Au Mali, les opposants arrêtés le 20 juin 2024 sont toujours en attente de comparution devant la justice. Onze leaders politiques de l’opposition ont été appréhendés jeudi soir alors qu’ils étaient en réunion. Un seul d’entre eux a été relâché, tandis que les dix autres, tous membres de la plateforme d’opposition de la Déclaration du 31 mars, regroupant la majorité des partis politiques maliens, demeurent détenus. Bien que la procédure exige qu’ils soient déférés devant un procureur, leur comparution est toujours en suspens.
Le délai légal de garde-à-vue, théoriquement de quarante-huit heures avec une extension possible jusqu’à 72 heures maximum, est expiré, mais les dix leaders de l’opposition restent détenus dans les locaux de la Brigade d’investigations judiciaires (BIJ) de la gendarmerie.
Mohamed Ali Bathily, ancien ministre, a été libéré dès vendredi soir après un peu plus de 24 heures d’interrogatoire, en raison de son statut d’avocat et de certaines dispositions spécifiques non respectées. Il reste à déterminer s’il sera malgré tout poursuivi ou si la procédure s’arrête pour lui à ce stade.
Concernant la suite de la procédure, selon des sources judiciaires et plusieurs membres de la plateforme d’opposition de la Déclaration du 31 mars, les opposants sont traités de manière relativement correcte. Après avoir passé 24 heures assis sur des chaises, ils ont reçu des matelas, ont pu prendre une douche et sont nourris.
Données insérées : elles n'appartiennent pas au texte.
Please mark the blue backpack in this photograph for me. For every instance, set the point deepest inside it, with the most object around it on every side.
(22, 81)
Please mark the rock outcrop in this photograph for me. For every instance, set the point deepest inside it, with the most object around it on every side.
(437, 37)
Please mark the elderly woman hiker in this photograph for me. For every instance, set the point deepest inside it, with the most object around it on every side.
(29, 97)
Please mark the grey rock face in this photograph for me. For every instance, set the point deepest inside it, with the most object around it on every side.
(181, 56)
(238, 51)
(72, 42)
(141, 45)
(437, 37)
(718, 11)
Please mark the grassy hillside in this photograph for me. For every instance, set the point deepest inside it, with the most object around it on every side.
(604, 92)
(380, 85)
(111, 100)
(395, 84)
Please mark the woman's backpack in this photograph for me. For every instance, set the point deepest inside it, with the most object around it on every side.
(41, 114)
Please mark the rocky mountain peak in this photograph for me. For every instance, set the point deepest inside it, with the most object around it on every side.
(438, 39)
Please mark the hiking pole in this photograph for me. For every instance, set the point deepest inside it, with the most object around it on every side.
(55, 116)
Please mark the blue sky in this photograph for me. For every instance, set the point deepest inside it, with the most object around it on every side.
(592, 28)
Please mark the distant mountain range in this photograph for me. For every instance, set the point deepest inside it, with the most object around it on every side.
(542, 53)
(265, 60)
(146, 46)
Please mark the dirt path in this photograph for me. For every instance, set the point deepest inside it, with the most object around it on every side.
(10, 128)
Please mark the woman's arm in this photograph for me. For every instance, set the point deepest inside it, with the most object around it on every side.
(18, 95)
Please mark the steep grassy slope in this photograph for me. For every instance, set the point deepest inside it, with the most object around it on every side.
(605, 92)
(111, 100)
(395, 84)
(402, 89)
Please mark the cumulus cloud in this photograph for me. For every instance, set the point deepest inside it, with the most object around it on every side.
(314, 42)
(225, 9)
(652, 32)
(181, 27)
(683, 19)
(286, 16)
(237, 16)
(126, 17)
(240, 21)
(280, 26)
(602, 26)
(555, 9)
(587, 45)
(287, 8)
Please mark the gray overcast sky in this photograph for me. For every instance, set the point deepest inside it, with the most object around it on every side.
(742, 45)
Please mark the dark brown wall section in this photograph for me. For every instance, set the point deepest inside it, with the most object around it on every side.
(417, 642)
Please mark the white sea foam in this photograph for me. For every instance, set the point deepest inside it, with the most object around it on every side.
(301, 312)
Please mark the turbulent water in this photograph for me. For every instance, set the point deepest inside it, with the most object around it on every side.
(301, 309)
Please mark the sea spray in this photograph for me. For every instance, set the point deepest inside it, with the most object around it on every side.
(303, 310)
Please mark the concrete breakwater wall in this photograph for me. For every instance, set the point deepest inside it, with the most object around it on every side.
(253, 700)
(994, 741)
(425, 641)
Leurs avocats ont pu leur rendre visite, tout comme la Commission nationale des droits de l’homme, qui a publié un communiqué soulignant que « l’exercice des droits civiques et politiques est essentiel dans un État démocratique », en particulier les libertés de réunion et d’expression.
Concernant la suite de la procédure, la situation reste encore floue : aucun des onze opposants arrêtés n’a formellement témoigné jusqu’à présent. Le délai légal de leur garde-à-vue a expiré. Ils sont censés être présentés à un juge d’instruction, que le président du tribunal de grande instance de la commune V de Bamako devrait normalement désigner dans la journée, mais cela n’a pas encore été fait.
Les interrogatoires des opposants ont porté sur des accusations de « réunion non-autorisée » et de « tentative de déstabilisation ». Cependant, à ce stade, aucune infraction précise n’a été officiellement notifiée à leur encontre. Leurs avocats dénoncent un « dossier vide ». Tous ont été appréhendés jeudi soir sans mandat de perquisition, dans un domicile privé et par des agents qui ne font pas partie du système judiciaire, selon leurs conseils. Ces leaders politiques, chefs de partis et anciens ministres, étaient engagés dans l’élaboration des règles internes de leur plateforme ainsi que dans la préparation d’un plan d’action comprenant des conférences de presse et des rassemblements pour demander des élections et le rétablissement de l’ordre constitutionnel.
En début avril, un décret a suspendu toute activité politique des partis et associations au Mali, officiellement pour des raisons de maintien de l’ordre public. Ce décret est vivement contesté, tant sur le plan politique que juridique, étant considéré comme « liberticide ». Plusieurs procédures ont été entamées pour le contester devant les tribunaux.
« Les domiciles privés ainsi que les sièges des partis sont protégés par la loi », rappelle un membre de la coalition, soulignant que même la Constitution permet la désobéissance civile dans de telles circonstances. « Ils veulent instaurer la peur, mais l’intimidation ne suffira pas. Nous défendrons nos libertés quel qu’en soit le prix », conclut cette source.